Publisher's Notebook

1.23.2007

Meanwhile, south of the border

Political dissension in the nation’s capital reached a fever pitch last week following President George W. Bush’s address to the nation on changing the course of military action in Iraq.
Polls the following morning showed only 26 percent of Americans supported the President. Glenn Beck on Channel HHN reported that the actual poll had been taken three days before the President’s speech. So much for the honesty of present day polls and the dominant media.
The Democrat leadership, who numerous times previously had criticized the President for not having enough troops on the ground, reversed course to attack him for his proposal to promote a troop surge in Iraq by the addition of some 20,000 new soldiers.
Meanwhile, Sen. Carl Milton Levin, D-Mich., chairman of the Senate Armed Services Committee; Sen. Joseph R. Biden Jr., D-Del., chairman of the Senate Foreign Relations Committee; and Sen. Chuck Hagel, R-Neb., were busy rounding up votes in the U.S. Senate for the passage of a non-binding resolution to rein in President Bush.
The purpose of the resolution is to demonstrate that the President does not have the support of the Congress, implying the U.S. population as well, to continue the war in Iraq.
At the same time, Senate Majority Leader Harry Reid, D-Neb., and House Speaker Nancy Pelosi, D-Calif., sent a letter to President Bush, urging him to begin pulling troops out of Iraq in four to six months.
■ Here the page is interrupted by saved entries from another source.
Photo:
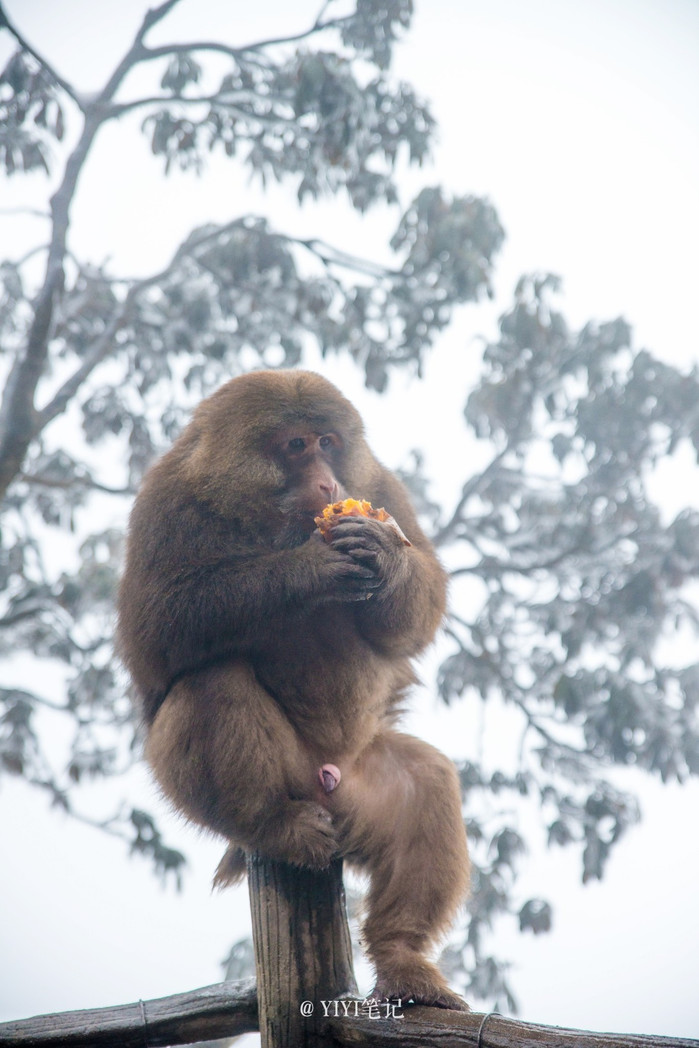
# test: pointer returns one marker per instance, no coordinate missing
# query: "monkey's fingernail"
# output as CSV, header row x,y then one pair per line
x,y
329,776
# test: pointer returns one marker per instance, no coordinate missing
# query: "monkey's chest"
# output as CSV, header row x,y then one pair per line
x,y
331,685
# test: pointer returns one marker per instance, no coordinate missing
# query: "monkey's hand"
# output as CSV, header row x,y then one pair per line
x,y
378,547
337,575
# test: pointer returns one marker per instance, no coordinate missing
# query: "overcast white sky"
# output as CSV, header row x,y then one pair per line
x,y
580,119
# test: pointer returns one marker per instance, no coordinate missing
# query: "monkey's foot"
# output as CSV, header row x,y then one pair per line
x,y
302,834
232,868
329,776
418,982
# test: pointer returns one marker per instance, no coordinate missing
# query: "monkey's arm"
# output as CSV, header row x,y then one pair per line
x,y
193,591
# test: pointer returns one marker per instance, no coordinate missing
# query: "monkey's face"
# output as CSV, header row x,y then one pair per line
x,y
311,464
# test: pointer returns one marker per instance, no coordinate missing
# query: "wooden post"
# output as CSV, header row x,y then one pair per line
x,y
303,952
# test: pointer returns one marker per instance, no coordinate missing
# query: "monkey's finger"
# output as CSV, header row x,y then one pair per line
x,y
329,776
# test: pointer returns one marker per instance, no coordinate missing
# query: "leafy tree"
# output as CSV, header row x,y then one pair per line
x,y
567,580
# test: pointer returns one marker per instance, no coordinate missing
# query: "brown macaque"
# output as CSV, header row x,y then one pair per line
x,y
270,663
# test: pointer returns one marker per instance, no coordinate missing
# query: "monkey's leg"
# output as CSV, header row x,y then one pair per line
x,y
226,756
399,813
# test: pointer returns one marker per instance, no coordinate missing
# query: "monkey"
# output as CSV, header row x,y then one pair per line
x,y
270,664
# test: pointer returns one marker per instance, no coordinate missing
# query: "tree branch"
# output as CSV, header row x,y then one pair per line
x,y
230,1008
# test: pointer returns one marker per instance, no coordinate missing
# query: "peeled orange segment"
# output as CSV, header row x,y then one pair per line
x,y
353,507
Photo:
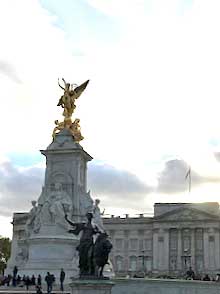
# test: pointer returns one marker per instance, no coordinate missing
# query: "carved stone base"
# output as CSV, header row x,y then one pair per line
x,y
91,286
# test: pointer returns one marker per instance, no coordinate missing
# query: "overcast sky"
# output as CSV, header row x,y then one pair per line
x,y
151,108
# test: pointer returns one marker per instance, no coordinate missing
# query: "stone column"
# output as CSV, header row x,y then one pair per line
x,y
193,248
166,250
179,251
206,249
217,248
91,287
155,249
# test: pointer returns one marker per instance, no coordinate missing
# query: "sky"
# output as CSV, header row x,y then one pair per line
x,y
150,110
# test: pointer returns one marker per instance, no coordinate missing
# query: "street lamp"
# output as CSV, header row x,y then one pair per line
x,y
185,257
143,261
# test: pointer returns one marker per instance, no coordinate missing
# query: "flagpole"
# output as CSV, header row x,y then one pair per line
x,y
190,181
188,174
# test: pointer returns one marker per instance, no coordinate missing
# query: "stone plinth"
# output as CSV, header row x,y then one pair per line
x,y
91,286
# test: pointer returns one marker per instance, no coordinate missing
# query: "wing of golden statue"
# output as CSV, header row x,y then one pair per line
x,y
78,90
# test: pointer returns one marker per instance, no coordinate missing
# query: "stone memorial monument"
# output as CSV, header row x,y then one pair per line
x,y
41,241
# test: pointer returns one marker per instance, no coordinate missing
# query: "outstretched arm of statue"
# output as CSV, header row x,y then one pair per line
x,y
60,85
77,227
69,221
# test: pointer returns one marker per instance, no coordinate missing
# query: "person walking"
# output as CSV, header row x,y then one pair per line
x,y
39,280
62,278
49,280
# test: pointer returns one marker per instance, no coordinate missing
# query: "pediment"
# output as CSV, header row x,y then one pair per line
x,y
186,214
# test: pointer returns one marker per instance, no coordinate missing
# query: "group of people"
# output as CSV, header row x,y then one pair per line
x,y
190,275
28,281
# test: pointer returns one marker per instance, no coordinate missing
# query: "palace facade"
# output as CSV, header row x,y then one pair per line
x,y
178,236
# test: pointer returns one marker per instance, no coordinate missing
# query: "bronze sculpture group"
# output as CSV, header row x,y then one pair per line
x,y
92,255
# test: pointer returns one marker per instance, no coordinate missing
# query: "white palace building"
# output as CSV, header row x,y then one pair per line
x,y
178,236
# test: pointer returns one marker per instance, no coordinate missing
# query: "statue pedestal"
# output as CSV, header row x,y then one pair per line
x,y
91,286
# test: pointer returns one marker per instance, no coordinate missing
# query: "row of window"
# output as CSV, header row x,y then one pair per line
x,y
133,244
135,263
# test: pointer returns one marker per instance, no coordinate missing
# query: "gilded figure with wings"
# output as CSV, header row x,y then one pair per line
x,y
67,100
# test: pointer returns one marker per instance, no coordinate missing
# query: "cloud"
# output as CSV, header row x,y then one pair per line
x,y
18,187
9,70
116,187
172,178
113,186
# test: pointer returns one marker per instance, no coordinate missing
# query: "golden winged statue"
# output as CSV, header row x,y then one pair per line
x,y
67,100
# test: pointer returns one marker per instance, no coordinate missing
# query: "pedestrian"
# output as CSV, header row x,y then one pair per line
x,y
39,280
14,278
33,280
38,290
49,280
62,278
27,282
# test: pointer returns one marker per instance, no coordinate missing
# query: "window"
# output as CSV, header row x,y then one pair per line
x,y
199,239
147,244
118,243
173,239
133,263
119,263
133,243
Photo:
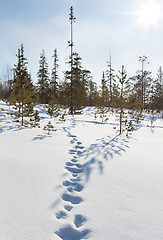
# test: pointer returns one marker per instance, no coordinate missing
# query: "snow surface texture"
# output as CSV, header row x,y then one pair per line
x,y
82,181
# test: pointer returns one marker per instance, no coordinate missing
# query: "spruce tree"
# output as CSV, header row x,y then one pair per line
x,y
22,94
43,80
54,77
75,85
158,90
111,80
123,81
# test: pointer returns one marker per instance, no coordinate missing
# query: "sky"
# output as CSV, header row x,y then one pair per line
x,y
124,29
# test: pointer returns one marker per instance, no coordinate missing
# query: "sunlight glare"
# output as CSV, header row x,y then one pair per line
x,y
149,14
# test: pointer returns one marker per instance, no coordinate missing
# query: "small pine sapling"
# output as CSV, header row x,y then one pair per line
x,y
129,127
35,120
62,116
49,127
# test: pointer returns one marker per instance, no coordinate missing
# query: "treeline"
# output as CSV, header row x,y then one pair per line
x,y
78,89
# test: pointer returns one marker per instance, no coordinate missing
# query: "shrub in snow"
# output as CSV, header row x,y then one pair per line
x,y
49,127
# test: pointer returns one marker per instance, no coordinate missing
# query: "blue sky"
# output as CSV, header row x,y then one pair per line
x,y
102,27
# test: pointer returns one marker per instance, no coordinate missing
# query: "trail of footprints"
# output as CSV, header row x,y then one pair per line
x,y
71,197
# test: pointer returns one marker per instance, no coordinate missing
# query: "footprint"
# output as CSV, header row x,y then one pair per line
x,y
68,233
68,208
72,199
79,147
61,214
74,175
74,170
79,220
73,186
70,164
74,160
72,151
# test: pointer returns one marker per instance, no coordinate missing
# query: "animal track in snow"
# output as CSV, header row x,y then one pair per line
x,y
79,220
68,207
69,233
61,214
72,199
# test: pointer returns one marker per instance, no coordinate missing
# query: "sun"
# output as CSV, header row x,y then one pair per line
x,y
148,14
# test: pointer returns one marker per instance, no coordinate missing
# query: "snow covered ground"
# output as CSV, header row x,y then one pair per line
x,y
81,182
There is little doubt that our enemies around the world are delighted. The message certainly has insurgents in Iraq thinking “the more American soldiers we kill in the shortest time is the answer to America’s retreat from the Middle East.” Add to this the comment of former New York City Mayor Ed Koch: “Liberals have no stomach for a fight.”
No thought has been given to the effect the wrangling of political zealots on the far left may have on the morale of American’s brave and loyal troops in the field. With the exception of a half-hearted “I support the troops,” the sacrifices of U.S. soldiers and Marines are ignored.
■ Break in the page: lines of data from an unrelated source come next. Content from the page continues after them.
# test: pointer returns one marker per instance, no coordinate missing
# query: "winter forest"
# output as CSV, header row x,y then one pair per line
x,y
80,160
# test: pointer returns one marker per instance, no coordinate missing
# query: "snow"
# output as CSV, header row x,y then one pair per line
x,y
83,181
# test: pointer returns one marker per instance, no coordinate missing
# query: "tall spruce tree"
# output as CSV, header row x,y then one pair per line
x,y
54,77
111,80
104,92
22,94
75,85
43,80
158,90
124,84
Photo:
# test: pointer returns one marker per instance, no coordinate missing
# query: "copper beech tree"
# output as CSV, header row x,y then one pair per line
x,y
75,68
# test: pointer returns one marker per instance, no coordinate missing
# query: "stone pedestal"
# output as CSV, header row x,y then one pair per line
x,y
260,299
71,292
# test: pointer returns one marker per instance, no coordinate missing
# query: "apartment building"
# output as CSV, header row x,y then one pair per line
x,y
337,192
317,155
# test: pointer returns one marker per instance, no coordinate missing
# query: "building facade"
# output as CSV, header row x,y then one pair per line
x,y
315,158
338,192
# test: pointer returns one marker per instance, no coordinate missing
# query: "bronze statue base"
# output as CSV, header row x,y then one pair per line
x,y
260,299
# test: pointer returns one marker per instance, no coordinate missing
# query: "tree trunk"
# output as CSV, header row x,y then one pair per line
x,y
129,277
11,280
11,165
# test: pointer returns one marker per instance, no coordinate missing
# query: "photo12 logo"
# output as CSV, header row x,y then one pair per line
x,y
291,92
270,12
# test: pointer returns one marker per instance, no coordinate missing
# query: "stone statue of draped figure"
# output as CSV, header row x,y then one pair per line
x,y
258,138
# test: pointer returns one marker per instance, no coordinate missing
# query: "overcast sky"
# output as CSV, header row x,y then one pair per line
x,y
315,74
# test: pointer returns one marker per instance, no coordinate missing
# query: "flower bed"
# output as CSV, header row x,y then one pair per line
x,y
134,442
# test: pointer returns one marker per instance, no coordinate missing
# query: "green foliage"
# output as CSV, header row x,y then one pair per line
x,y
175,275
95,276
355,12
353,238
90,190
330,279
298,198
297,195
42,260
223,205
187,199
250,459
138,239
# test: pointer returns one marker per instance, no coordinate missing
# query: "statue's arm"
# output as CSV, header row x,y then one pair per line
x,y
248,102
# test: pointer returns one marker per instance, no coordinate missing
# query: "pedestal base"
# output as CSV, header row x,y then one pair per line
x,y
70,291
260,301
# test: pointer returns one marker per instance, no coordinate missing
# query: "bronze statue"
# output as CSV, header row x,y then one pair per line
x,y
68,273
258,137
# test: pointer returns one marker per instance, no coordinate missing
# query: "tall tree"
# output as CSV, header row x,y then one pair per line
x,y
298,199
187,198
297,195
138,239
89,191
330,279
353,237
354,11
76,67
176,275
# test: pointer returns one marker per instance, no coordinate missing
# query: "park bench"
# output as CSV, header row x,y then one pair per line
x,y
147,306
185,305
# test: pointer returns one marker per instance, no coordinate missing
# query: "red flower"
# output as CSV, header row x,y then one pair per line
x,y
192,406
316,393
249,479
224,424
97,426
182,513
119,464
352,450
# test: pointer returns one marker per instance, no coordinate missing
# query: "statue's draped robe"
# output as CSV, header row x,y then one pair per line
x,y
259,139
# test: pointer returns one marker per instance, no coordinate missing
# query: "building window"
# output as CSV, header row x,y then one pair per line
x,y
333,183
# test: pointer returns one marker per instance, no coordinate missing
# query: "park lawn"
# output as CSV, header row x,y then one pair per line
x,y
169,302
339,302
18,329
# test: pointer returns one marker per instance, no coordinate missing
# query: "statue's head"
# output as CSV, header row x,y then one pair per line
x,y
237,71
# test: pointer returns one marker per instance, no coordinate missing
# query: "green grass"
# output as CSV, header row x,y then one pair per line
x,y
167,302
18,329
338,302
There is little doubt that the Democrat majority in Congress is working in the direction of creating a Constitutional crisis between the Executive and Legislative branches of the U.S. government hoping to find an opening where impeachment charges can be brought against President George Bush.
All the bitter political infighting has distracted America’s attention from a rapidly growing threat to the United States closer to home.
Alliances of America’s enemies are being formed right here in the Western Hemisphere. The alliances are forming across an area from Cuba and Nicaraugua to the tip of South America in Chile. Spearheading the anti-American movement are Iran and Venezuela.
Iranian President Mahmoud Ahmadinejad has just completed a five-day state visit to three Latin American nations, cementing alliances, some of which began several years ago.
Reuters reports: New Nicaraguan President Daniel Ortega (America’s old nemesis from Iran-Contra Sandinista days in the 1980s) said on Jan. 11 he will upgrade diplomatic relations with Cuba, stepping farther into Latin America’s leftist camp. Ortega will receive economic aid from President Hugo Chavez of Venezuela and is friendly with Bolivian President Ero Morales, another leftist who has drawn concern from Washington.
The Associated Press reported on Jan. 14 that Ecuador’s President Rafael Correa, a leftist economist and friend of Chavez, promises swift radical political changes. Correa has called President Bush “tremendously dimwitted.”
The Associated Press continued: Correa joins a string of recently elected leftist presidents in Chile, Peru, Bolivia, Brazil, Uruguay, Argentina and Nicaragua, many of whom plan to attend his inauguration. Some, like Correa, admire Venezuela’s firebrand Hugo Chavez; others have distanced themselves from him. He intends to increase state control over his country’s economy.
The Associated Press’ Traci Carl wrote in The Washington Post, Jan. 14, “Venezuela and Iran had previously announced plans for a joint $2 billion fund to finance investments in their own countries, but Chavez and Ahmadinejad said … this money will also be used for international projects. ‘It will permit us to underpin investments … above all in those countries whose governments are making efforts to liberate themselves from the (U.S.) imperialist yoke,’ Chavez said.”
There you have it.
While America has occupied itself in destructive political bickering, nearly an entire continent has slipped from under the influence of the United States and into the hands of our enemies.
The 2,000-mile virtually uncontrolled border with Mexico now presents an even greater threat to the United States.